Paris Climate Agreement
The author is Ambassador of France to Korea.
On Dec. 12, the international community will celebrate the fifth anniversary of the Paris Climate Agreement.
The Paris agreement is the culmination of more than 20 years of discussions under the United Nations Framework Convention on Climate Change and the result of an exceptional mobilisation of the international community.
The Paris Agreement is the first universal instrument on climate change. It sets in stone an ambitious collective goal that is crucial for the preservation of global ecosystems and people’s living conditions: To limit global warming to 2 degrees Celsius (4 degrees Fahrenheit) or even 1.5 degrees Celsius by the end of the century compared with pre-industrial times. It also plans to increase the capacity of our societies to adapt to climate change and to initiate international transfers of funds to make this adaptation feasible for all countries.
I have no doubt that 2020 will be remembered collectively as the year of the Covid-19 crisis. Yet, it should also be remembered as the year of natural disasters.

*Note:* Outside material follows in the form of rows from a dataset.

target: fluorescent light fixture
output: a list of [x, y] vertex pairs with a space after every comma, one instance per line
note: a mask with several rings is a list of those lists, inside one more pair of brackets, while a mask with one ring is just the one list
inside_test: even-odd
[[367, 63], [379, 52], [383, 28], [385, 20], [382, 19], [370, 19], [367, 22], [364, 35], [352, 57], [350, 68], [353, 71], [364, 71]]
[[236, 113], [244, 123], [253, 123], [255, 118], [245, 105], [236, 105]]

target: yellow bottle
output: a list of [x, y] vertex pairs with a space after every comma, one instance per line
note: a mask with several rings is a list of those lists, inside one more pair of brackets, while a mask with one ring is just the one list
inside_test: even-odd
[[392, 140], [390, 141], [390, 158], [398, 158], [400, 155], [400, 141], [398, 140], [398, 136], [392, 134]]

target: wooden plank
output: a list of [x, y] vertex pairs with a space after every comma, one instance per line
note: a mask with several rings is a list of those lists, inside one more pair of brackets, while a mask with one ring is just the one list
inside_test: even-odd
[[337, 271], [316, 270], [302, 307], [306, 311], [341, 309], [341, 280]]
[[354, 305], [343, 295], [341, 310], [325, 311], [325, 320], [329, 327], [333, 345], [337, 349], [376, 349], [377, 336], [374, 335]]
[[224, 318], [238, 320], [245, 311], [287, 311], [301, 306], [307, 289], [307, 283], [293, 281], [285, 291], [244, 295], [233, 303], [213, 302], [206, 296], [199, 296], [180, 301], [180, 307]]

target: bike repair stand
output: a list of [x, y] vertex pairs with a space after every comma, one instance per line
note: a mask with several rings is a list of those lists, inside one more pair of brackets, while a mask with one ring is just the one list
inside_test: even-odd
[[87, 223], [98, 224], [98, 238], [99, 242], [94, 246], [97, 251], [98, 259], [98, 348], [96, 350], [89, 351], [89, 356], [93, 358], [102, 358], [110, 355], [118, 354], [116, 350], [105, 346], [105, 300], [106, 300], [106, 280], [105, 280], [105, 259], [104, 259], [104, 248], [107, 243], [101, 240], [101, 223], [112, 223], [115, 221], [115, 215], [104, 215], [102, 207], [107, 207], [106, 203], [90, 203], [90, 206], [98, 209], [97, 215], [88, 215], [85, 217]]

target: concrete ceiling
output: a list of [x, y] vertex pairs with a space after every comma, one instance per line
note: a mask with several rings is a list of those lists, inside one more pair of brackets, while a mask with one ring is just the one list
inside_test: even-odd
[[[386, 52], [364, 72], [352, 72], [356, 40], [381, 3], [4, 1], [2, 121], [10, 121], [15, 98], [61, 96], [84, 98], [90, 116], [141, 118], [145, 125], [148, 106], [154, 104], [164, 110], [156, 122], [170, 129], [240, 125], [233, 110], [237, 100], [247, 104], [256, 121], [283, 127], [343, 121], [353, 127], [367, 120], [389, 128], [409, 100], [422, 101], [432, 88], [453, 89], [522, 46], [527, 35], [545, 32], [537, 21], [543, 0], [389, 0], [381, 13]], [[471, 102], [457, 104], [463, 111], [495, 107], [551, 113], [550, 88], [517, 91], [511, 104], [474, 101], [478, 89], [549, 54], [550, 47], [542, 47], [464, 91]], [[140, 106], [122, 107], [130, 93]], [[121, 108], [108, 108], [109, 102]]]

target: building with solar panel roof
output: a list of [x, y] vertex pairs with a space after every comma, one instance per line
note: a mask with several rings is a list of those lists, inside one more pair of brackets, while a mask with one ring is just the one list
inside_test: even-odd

Indeed, as extreme weather events multiply on all continents, sparing neither Korea nor France, we can affirm that we have entered the “era of consequences” of global warming. It is no longer possible to deny that climate change is real. Consequently, it is now high time for us to bring our climate policies into the “era of implementation.” No more empty words. Now is time for action.
Together, we must accelerate and show our citizens that we have not forgotten the promise made in Paris five years ago.
The Paris Agreement gives us the means to do so. It is a dynamic agreement designed to organize the gradual increase of countries’ commitments every five years. In accordance with its terms, each State shall publish by the end of 2020, and at the very least before COP26, an updated version of its Nationally Determined Contribution (NDC) reflecting its level of ambition, and a long-term low greenhouse gas emissions development strategy.
France is working actively to raise the European Union’s climate ambition. At COP21, the EU made unprecedented climate commitments by setting a target to reduce its greenhouse gas emissions by at least 40 percent by 2030 compared to 1990. With the strong support of France, the European Commission proposes to raise this target to at least 55 percent as part of the updated European NDC to be adopted in the coming days. The EU was also the first major global emitter to transmit a long-term strategy last March, which aims to achieve climate neutrality by 2050.
Echoing these European commitments, the recent announcement by President Moon Jae-in that Korea would achieve carbon-neutrality by 2050 raised high hopes in the international community and was warmly welcomed by many countries, including France. As the world’s fifth largest exporter and a member of the G-20, whose GDP is expected to rank ninth in the world this year according to the OECD, Korea is a driving force behind Asia’s economic dynamism. It also definitely has a leadership role to play on climate issues.
The coming days and months will provide several opportunities for Korea to stand out. The “Climate Ambition Summit” will be hosted by France, Britain and the United Nations, in partnership with Chile and Italy, next Saturday. Its aim is to put the climate back high on the international agenda, by inviting leaders from around all the world to present new commitments to give concrete expression to the Paris Agreement. The “Partnership for Green Growth and the Global Goals” summit, hosted by Korea next year, will be another major step towards COP26 in Glasgow.
In this context, we expect Korea to make bold commitments to encourage a regional and global raising of climate ambition. This of course includes setting an ambitious short and medium-term road map of concrete measures in line with its 2050 carbon-neutrality target. It also includes a significant increase in Korea’s financial commitments to the climate, commensurate with its means. A definitive end to the public financing of coal-fired power plants abroad would send another powerful signal in favour of the global energy transition.
Lastly, international cooperation will also be fundamental in meeting the challenges of climate change.
In this respect, I can but underscore the immense potential synergies between the Korean and French economies to help each other to become more respectful of the environment. It is particularly the case since Korea and France have both launched ambitious and green recovery plans, namely the “Korean Green New Deal” and its French equivalent “France Relance.”
Numerous innovative partnerships already exist between French and Korean companies in the field of ecological transition, clean energy — including civil nuclear power, offshore wind power and hydrogen — and storage technologies or electric vehicles. We must strengthen them so as to invent tomorrow’s solutions.
As it is often said, there is no Planet B. It is time for action.